PERNAMBUCO

“Acampamento” de sem-teto em calçada do Parnamirim expõe ferida social

A cena, infelizmente, não chega a ser incomum. Ocupando um trecho de calçada em uma das esquinas da Rua Estrela, no Parnamirim, Zona Norte do Recife, um grupo de sete dependentes químicos destoa da frágil tranquilidade do lugar. Espalhados num colchão velho e compartilhando água, comida e tubos de cola, eles se revezam em turnos, aguardando o amanhecer e o consequente acesso à sede do Atitude (Atenção Integral aos Usuários de Drogas e Familiares) na capital. Voltado para usuários de drogas, o programa do estado é celebrado pelo público-alvo, porém, o número de vagas está longe do ideal. Como os leitos para pernoitar no lugar são ainda mais disputados, alguns preferem dormir do outro lado da rua à perambular pela cidade noite adentro. A situação, entretanto, vem incomodando os moradores da localidade.
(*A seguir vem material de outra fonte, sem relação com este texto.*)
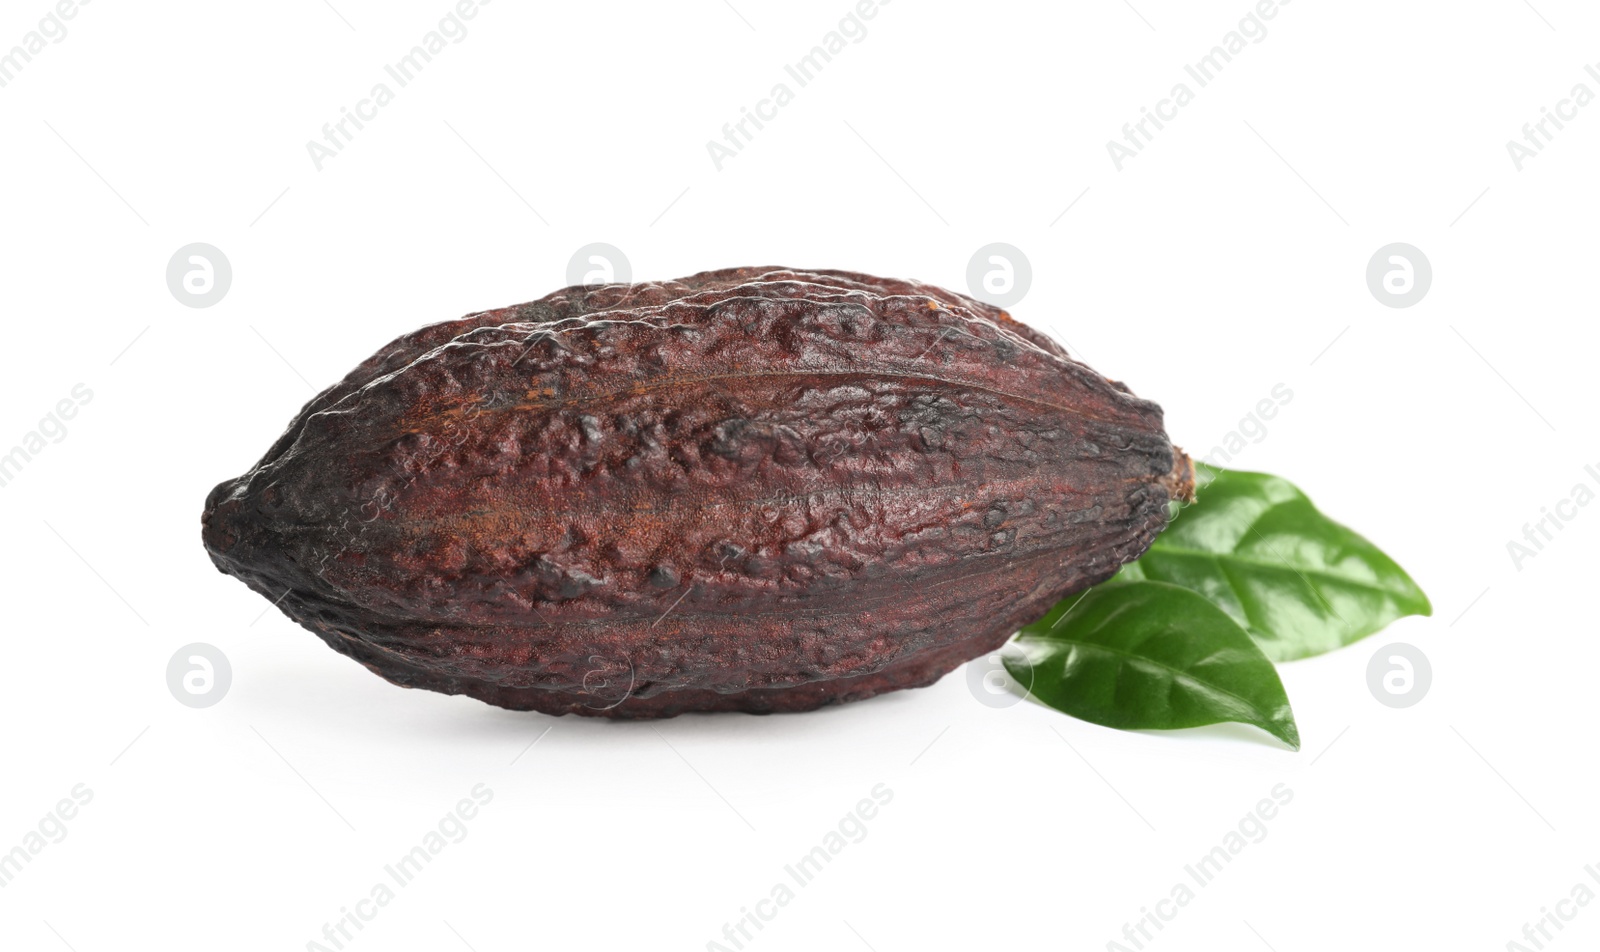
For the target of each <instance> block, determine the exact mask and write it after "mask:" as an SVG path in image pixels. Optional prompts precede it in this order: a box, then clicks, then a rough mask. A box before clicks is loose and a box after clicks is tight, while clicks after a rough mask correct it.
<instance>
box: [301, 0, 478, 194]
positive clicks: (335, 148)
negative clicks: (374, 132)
mask: <svg viewBox="0 0 1600 952" xmlns="http://www.w3.org/2000/svg"><path fill="white" fill-rule="evenodd" d="M491 2H493V0H459V2H458V3H456V6H454V8H453V10H451V11H450V13H446V14H445V16H443V18H442V19H440V21H438V27H435V29H432V30H429V32H427V35H426V37H422V42H421V43H418V45H416V46H411V50H410V51H408V53H406V54H405V56H402V58H400V59H395V61H394V62H386V64H384V74H386V75H387V77H389V78H390V80H394V82H395V88H402V90H403V88H406V86H410V85H411V82H413V80H414V78H416V77H418V75H421V72H422V70H424V69H426V67H427V66H429V64H430V62H434V58H435V56H438V54H440V53H443V51H445V50H446V48H448V46H450V45H453V43H459V42H462V40H466V38H467V24H466V21H469V19H475V18H477V16H478V8H482V6H488V5H490V3H491ZM395 88H390V86H389V83H386V82H379V83H374V85H373V88H371V90H370V91H368V93H366V98H365V99H362V101H358V102H357V104H355V109H350V107H349V106H341V107H339V118H336V120H333V122H328V123H323V126H322V139H323V141H322V142H318V141H317V139H309V141H307V142H306V152H307V154H309V155H310V163H312V165H315V166H317V171H322V168H323V163H326V162H328V160H330V158H336V157H338V155H339V154H341V152H344V147H346V146H349V144H350V142H354V141H355V133H358V131H362V130H365V128H366V123H370V122H373V120H374V118H378V112H379V110H381V109H382V107H386V106H389V104H390V102H394V99H395ZM350 126H355V128H354V131H352V130H350Z"/></svg>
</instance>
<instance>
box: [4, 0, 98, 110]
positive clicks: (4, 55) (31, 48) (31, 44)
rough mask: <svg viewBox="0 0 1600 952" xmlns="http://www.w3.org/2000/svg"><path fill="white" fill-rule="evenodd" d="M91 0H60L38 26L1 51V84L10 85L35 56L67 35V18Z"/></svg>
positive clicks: (31, 29) (35, 27) (40, 22)
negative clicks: (17, 44) (3, 49)
mask: <svg viewBox="0 0 1600 952" xmlns="http://www.w3.org/2000/svg"><path fill="white" fill-rule="evenodd" d="M90 2H91V0H59V2H58V3H56V5H54V6H51V8H50V13H46V14H45V16H43V18H40V21H38V26H37V27H34V29H30V30H29V32H27V34H24V35H22V42H21V43H18V45H16V46H11V48H10V50H6V51H3V53H0V88H5V86H8V85H11V83H13V82H14V80H16V77H18V74H21V72H22V67H26V66H27V64H29V62H34V58H35V56H38V54H40V53H43V51H45V50H48V48H50V45H51V43H59V42H62V40H66V38H67V22H66V21H69V19H75V18H77V16H78V6H86V5H88V3H90Z"/></svg>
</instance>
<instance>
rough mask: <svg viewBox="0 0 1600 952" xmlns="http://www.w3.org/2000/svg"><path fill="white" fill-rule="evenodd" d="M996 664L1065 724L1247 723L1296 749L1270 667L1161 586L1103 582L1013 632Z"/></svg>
mask: <svg viewBox="0 0 1600 952" xmlns="http://www.w3.org/2000/svg"><path fill="white" fill-rule="evenodd" d="M1014 645H1016V648H1018V650H1019V654H1006V656H1005V664H1006V669H1008V670H1010V672H1011V677H1014V678H1016V680H1018V683H1022V685H1029V690H1030V691H1032V694H1034V696H1035V698H1037V699H1038V701H1042V702H1043V704H1048V706H1050V707H1054V709H1056V710H1064V712H1067V714H1070V715H1072V717H1078V718H1083V720H1088V722H1093V723H1098V725H1104V726H1112V728H1123V730H1173V728H1192V726H1202V725H1208V723H1221V722H1240V723H1251V725H1256V726H1259V728H1261V730H1264V731H1267V733H1269V734H1272V736H1275V738H1278V739H1282V741H1283V742H1285V744H1288V746H1290V747H1293V749H1294V750H1299V728H1296V726H1294V712H1293V710H1290V699H1288V694H1285V693H1283V682H1280V680H1278V672H1277V670H1275V669H1274V667H1272V661H1269V659H1267V656H1266V654H1262V653H1261V648H1258V646H1256V643H1254V642H1253V640H1251V638H1250V635H1248V634H1245V630H1243V629H1242V627H1238V624H1235V622H1234V619H1232V618H1229V616H1227V613H1226V611H1222V610H1221V608H1218V606H1214V605H1211V603H1210V602H1206V600H1205V598H1203V597H1200V595H1197V594H1195V592H1190V590H1189V589H1184V587H1179V586H1170V584H1166V582H1109V584H1104V586H1099V587H1094V589H1090V590H1088V592H1085V594H1083V595H1080V597H1075V598H1067V600H1064V602H1061V603H1059V605H1056V606H1054V608H1051V610H1050V614H1046V616H1045V618H1042V619H1038V621H1035V622H1034V624H1030V626H1027V627H1024V629H1022V632H1021V634H1019V635H1018V638H1016V642H1014Z"/></svg>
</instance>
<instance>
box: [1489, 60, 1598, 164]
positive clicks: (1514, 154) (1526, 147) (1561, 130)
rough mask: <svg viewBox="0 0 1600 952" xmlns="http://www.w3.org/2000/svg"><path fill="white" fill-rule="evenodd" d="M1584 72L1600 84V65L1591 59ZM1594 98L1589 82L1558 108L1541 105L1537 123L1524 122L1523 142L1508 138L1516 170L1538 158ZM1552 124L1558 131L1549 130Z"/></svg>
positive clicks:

No Recife de hoje, o impacto inicial do cenário não poderia ser outro. Pouco movimentada, a rua Estrela – como incontáveis outras – tem testemunhado assaltos a pedestres e motoristas e muitos ficam intimidados pela presença daquele grupo de usuários, como destaca o estudante Renato Klaus. “Passo sempre por aqui e a verdade é que toda vez fico com medo. Já fui assaltado duas vezes e prefiro atravessar para o outro lado da rua”, admite. Não há, porém, qualquer registro de assalto relacionado ao grupo, como testemunha o funcionário público Diego Wanderley, que também mora na região. “Sempre faço esse caminho e nunca os vi abordarem ninguém. Na verdade, costumam desejar bom dia, boa tarde.”

A permanência do grupo ali nem sempre é harmoniosa. Zelador de um dos prédios da rua, João Gomes conta que alguns costumes têm incomodado os moradores. “Algumas vezes, a esculhambação fica grande demais. Além de usarem drogas, é normal eles fazerem sexo no meio da rua, por exemplo”, conta. “E isso acontece muitas vezes na hora em que o pessoal está saindo para levar os filhos na escola. Aí, a situação é sempre muito desconfortável, né?”, acrescenta a doméstica Alexandra Cristina.

Um dos integrantes do grupo, Iranilson dos Santos explica que a escolha pelo ponto é natural e acredita que a insatisfação com a presença deles ali pode estar relacionada ao preconceito. “A população quer tirar o morador de rua da rua, mas a rua é a nossa casa. A gente não tem pra onde ir. Se a gente sair de uma calçada, vai para a outra”, reflete Ratão – como prefere ser identificado. “Mas foi até bom ter rolado essa repercussão, porque assim o povo fica sabendo que o Atitude está ajudando muita gente, mas que precisa de muito mais vaga”, acrescenta.

Vinculado à Secretaria de Desenvolvimento Social, Criança e Juventude do Governo do Estado, o programa Atitude já tem sua ampliação prevista. De acordo com a psicóloga Malu Freire, coordenadora da secretaria executiva de Política sobre Drogas, a meta faz parte do plano de gestão do governador Paulo Câmara. “Uma das metas para este ano é a implementação de abrigos para adolescentes, já que o ECA (Estatuto da Criança e do Adolescente) não permite que eles sejam assistidos junto com os adultos”. Além disso, Malu ressalta que todos os integrantes do grupo já estão inseridos no Atitude. “Apesar de, no momento, eles não fazerem parte do pernoite, todos eles têm os dias certos para frequentar a sede. Alguns, dois dias na semana. Outros, três dias. Depende muito de cada caso”, ponta. “Por isso, não há muito o que possamos fazer sobre o lugar onde eles escolhem dormir quando não estão conosco. A gente até acompanha, orienta, mas eles são livres para ir e vir. Afinal de contas, esta é a prerrogativa do programa”.